Mais ce n'est pas tout. Le paysage du gaming a été profondément transformé par l'essor de modèles alternatifs. Les jeux free-to-play, massivement populaires, captent une part énorme du temps de jeu et des dépenses (via les microtransactions). De même, les services par abonnement comme le Xbox Game Pass, même s'ils augmentent aussi leurs tarifs, offrent un accès à des centaines de titres pour un coût mensuel fixe, rendant l'achat à l'unité moins attractif.

Quelles sont les conséquences pour l'industrie du jeu vidéo ?

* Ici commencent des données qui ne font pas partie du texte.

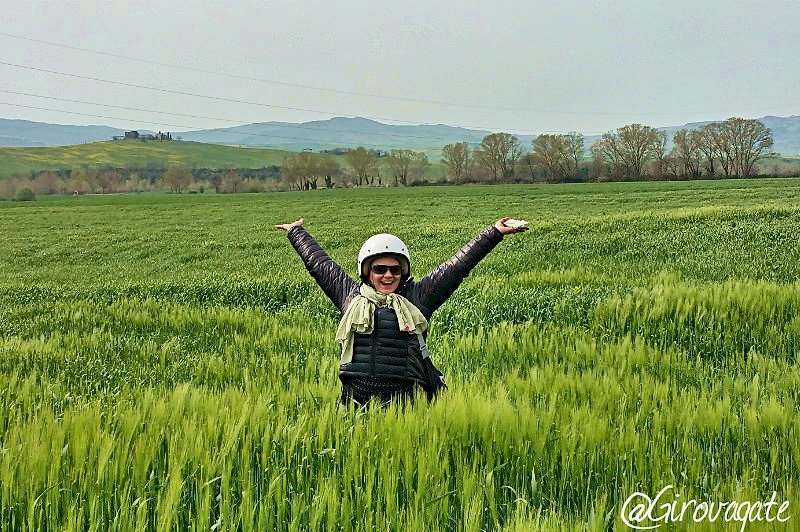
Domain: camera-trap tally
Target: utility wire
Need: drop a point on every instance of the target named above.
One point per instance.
(231, 100)
(271, 124)
(166, 124)
(327, 89)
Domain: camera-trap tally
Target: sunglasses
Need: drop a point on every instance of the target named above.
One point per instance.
(381, 269)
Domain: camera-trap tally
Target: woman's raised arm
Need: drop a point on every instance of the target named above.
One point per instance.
(437, 286)
(331, 277)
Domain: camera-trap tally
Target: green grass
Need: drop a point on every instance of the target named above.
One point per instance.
(140, 154)
(136, 154)
(167, 363)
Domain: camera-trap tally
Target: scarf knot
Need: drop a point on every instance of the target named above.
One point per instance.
(359, 317)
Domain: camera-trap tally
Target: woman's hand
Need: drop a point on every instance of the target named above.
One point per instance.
(287, 227)
(506, 230)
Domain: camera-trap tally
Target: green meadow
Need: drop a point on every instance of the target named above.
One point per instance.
(154, 154)
(136, 154)
(166, 362)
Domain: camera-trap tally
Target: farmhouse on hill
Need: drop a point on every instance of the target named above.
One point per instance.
(134, 135)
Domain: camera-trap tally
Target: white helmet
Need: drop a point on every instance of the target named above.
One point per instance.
(383, 244)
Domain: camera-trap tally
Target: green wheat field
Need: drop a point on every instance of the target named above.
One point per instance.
(166, 362)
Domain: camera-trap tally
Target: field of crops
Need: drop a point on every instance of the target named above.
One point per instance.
(166, 362)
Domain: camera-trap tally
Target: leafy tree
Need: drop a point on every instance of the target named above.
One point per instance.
(456, 158)
(498, 153)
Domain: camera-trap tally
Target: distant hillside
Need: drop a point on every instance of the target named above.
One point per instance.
(137, 154)
(345, 132)
(26, 133)
(335, 132)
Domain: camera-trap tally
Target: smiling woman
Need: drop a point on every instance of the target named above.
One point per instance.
(384, 322)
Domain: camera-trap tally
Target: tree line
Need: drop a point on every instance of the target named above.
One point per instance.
(633, 152)
(176, 179)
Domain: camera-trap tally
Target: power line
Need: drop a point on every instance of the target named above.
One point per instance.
(327, 89)
(218, 119)
(164, 123)
(293, 126)
(231, 100)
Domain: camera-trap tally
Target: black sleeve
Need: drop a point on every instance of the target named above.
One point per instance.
(331, 277)
(437, 286)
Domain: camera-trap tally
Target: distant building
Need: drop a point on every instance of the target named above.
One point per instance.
(134, 135)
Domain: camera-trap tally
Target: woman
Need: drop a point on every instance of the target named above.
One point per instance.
(385, 317)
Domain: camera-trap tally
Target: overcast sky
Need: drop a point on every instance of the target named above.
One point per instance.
(506, 66)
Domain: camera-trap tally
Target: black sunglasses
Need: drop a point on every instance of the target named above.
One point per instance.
(381, 269)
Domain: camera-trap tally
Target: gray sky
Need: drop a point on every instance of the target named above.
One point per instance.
(585, 66)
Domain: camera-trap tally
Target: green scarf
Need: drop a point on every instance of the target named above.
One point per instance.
(359, 316)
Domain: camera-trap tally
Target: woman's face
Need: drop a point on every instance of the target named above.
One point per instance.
(385, 282)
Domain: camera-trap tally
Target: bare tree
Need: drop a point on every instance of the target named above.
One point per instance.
(419, 165)
(364, 164)
(456, 158)
(108, 181)
(629, 149)
(555, 155)
(707, 147)
(751, 141)
(399, 162)
(687, 151)
(177, 178)
(232, 182)
(576, 148)
(329, 168)
(498, 153)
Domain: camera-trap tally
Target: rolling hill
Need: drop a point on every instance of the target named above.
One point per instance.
(137, 154)
(332, 133)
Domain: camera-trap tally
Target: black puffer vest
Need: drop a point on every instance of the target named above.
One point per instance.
(389, 352)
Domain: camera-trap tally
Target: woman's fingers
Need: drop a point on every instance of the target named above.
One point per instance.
(286, 227)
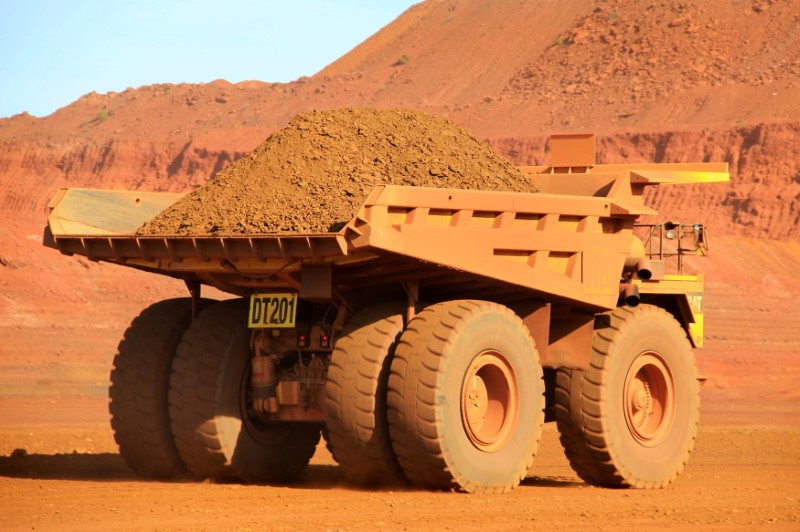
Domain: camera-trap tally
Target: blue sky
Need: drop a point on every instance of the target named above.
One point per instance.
(54, 51)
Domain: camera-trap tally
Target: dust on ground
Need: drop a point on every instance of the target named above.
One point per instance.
(313, 175)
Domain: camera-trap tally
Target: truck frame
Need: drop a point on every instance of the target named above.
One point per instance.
(428, 340)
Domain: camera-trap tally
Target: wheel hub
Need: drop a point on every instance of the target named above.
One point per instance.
(489, 401)
(649, 399)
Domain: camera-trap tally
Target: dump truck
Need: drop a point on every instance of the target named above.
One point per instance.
(427, 341)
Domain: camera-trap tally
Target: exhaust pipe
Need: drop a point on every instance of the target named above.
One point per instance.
(630, 294)
(644, 270)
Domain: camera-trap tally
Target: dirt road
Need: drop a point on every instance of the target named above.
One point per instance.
(743, 474)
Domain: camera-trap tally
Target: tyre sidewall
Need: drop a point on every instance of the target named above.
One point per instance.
(664, 460)
(470, 465)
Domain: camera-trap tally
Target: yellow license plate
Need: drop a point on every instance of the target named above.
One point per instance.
(272, 311)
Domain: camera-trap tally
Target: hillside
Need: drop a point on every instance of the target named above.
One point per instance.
(698, 80)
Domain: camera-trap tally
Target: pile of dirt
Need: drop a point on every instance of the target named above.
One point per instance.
(313, 175)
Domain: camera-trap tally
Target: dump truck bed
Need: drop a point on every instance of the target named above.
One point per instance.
(568, 246)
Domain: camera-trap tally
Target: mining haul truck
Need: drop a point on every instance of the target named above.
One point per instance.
(427, 341)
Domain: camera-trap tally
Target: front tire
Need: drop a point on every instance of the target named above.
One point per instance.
(466, 398)
(630, 419)
(215, 432)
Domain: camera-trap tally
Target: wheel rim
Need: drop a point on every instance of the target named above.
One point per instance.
(649, 399)
(489, 401)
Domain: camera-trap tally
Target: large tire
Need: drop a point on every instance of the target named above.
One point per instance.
(630, 419)
(139, 386)
(466, 398)
(216, 435)
(356, 396)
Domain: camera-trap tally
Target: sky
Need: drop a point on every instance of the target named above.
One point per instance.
(54, 51)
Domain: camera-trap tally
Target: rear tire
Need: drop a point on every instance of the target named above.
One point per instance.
(215, 433)
(139, 386)
(630, 419)
(466, 398)
(356, 396)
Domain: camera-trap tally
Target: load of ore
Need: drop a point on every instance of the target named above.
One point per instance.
(313, 175)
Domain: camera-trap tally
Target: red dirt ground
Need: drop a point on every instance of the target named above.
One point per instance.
(658, 81)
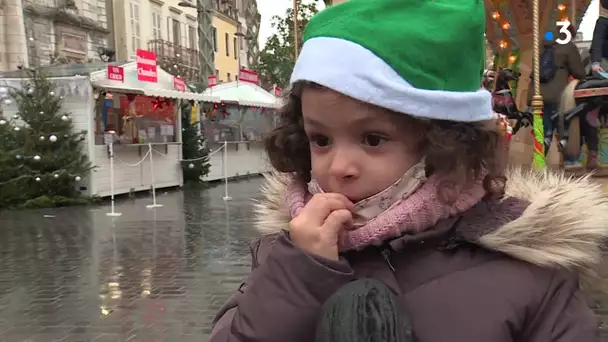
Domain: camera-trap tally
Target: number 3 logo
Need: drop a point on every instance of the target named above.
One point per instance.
(564, 25)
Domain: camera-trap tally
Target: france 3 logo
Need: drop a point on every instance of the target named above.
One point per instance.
(564, 37)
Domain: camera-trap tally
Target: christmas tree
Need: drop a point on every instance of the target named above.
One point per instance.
(195, 155)
(41, 158)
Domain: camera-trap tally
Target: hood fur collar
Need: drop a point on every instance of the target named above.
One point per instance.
(565, 224)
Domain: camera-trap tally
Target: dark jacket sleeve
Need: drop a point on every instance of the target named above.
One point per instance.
(598, 41)
(575, 62)
(282, 298)
(564, 315)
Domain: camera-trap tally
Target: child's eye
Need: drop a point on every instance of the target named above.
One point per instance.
(319, 140)
(374, 140)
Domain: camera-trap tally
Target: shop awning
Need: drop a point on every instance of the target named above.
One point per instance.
(164, 87)
(245, 94)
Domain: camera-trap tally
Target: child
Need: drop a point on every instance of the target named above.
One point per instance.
(390, 167)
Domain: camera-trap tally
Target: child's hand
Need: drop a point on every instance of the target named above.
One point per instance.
(317, 227)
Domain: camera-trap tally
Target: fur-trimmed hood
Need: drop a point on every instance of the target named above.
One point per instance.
(564, 225)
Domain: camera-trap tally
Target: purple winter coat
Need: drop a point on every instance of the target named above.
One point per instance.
(504, 271)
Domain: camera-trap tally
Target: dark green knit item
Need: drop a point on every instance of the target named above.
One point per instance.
(432, 44)
(365, 310)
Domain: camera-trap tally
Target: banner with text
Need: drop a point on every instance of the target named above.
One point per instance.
(116, 73)
(146, 66)
(211, 80)
(179, 83)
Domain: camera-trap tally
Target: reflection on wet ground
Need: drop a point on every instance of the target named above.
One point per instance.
(76, 274)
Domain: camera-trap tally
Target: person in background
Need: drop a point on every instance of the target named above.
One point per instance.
(390, 164)
(599, 46)
(558, 63)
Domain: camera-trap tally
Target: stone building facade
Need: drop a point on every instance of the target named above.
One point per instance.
(249, 19)
(42, 32)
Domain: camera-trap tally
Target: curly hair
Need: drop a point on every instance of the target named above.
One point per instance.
(456, 151)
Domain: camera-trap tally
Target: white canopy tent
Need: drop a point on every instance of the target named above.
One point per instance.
(244, 93)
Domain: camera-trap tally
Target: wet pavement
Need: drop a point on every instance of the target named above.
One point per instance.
(75, 274)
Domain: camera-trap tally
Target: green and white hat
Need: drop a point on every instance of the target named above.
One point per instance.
(424, 58)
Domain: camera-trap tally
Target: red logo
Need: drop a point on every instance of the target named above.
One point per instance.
(179, 84)
(146, 66)
(116, 73)
(249, 76)
(211, 80)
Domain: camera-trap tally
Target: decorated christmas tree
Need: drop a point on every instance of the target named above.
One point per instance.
(195, 155)
(41, 158)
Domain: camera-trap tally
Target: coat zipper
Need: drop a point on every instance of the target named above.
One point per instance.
(386, 254)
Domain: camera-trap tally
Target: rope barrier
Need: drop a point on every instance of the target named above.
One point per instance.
(194, 159)
(133, 165)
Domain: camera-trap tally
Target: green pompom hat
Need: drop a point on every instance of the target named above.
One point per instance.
(424, 58)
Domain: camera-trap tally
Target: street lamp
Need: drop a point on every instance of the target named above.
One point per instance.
(205, 46)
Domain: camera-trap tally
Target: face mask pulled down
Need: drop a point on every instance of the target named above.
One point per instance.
(409, 206)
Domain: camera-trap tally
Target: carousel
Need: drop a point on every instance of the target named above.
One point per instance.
(514, 32)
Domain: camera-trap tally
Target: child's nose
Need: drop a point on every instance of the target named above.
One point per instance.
(344, 165)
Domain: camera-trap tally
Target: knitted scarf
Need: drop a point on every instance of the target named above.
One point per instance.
(415, 213)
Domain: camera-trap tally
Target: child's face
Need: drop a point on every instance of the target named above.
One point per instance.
(356, 149)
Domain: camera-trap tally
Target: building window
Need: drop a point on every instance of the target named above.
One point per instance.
(192, 37)
(135, 26)
(176, 27)
(227, 42)
(156, 22)
(235, 48)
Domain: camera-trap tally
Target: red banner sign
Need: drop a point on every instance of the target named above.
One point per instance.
(249, 76)
(146, 66)
(179, 84)
(116, 73)
(211, 80)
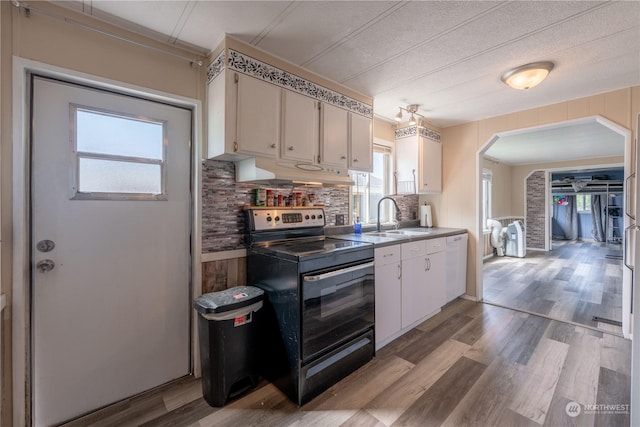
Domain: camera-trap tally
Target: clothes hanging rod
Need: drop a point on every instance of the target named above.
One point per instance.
(28, 9)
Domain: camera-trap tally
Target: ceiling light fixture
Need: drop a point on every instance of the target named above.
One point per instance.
(527, 76)
(413, 110)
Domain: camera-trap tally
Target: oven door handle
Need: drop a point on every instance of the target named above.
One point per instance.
(330, 274)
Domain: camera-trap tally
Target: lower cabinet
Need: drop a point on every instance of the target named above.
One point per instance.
(410, 286)
(388, 275)
(456, 266)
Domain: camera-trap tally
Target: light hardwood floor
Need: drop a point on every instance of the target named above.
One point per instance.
(573, 282)
(472, 364)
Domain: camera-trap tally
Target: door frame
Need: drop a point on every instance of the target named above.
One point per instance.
(628, 169)
(20, 246)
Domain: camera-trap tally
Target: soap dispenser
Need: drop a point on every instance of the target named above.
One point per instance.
(425, 216)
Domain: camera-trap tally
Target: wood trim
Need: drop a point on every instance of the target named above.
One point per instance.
(222, 255)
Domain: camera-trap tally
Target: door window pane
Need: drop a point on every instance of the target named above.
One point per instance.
(117, 156)
(103, 133)
(108, 176)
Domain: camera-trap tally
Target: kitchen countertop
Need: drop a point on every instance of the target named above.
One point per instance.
(379, 241)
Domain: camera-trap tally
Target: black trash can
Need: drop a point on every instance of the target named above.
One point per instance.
(230, 333)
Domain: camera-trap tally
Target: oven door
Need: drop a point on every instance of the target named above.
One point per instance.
(337, 305)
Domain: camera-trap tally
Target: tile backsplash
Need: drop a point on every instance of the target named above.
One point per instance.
(223, 222)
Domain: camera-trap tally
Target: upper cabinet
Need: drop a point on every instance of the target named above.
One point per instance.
(418, 161)
(257, 117)
(300, 117)
(430, 166)
(257, 110)
(243, 117)
(360, 143)
(334, 136)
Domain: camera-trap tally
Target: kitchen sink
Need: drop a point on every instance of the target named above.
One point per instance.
(408, 232)
(385, 234)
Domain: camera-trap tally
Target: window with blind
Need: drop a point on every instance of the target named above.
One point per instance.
(369, 188)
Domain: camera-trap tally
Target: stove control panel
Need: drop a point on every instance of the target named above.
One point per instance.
(277, 218)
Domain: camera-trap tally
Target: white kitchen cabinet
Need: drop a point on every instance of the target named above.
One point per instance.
(424, 156)
(334, 136)
(388, 291)
(423, 279)
(435, 275)
(243, 117)
(407, 165)
(414, 287)
(456, 266)
(300, 127)
(360, 143)
(430, 178)
(258, 117)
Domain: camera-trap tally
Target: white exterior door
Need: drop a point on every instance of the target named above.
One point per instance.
(110, 230)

Cette polarisation du marché a une conséquence directe : les éditeurs concentrent tous leurs efforts sur cette minorité d' "hyper-passionnés", les seuls jugés "insensibles au prix". C'est ce qui explique la multiplication des éditions Deluxe, Gold ou Collector à plus de 100 €, des accès anticipés payants et des bonus de précommande. La stratégie n'est plus de vendre à tout le monde, mais de vendre plus cher à ceux qui achètent déjà.

GTA-6

Cela explique aussi la peur panique des studios à l'idée de sortir leur jeu en même temps qu'un mastodonte comme GTA ou Call of Duty. Si la majorité des joueurs n'achète qu'un ou deux titres par an, il est vital de ne pas être en concurrence frontale avec celui qui captera l'essentiel du budget des consommateurs.

Foire Aux Questions (FAQ)

Cette étude concerne-t-elle uniquement les États-Unis ?

Oui, l'enquête de Circana a été menée sur un panel de joueurs aux États-Unis. Cependant, les tendances de fond comme la hausse des prix des jeux, la popularité des free-to-play et des services d'abonnement sont mondiales, il est donc très probable que les habitudes d'achat en Europe soient très similaires.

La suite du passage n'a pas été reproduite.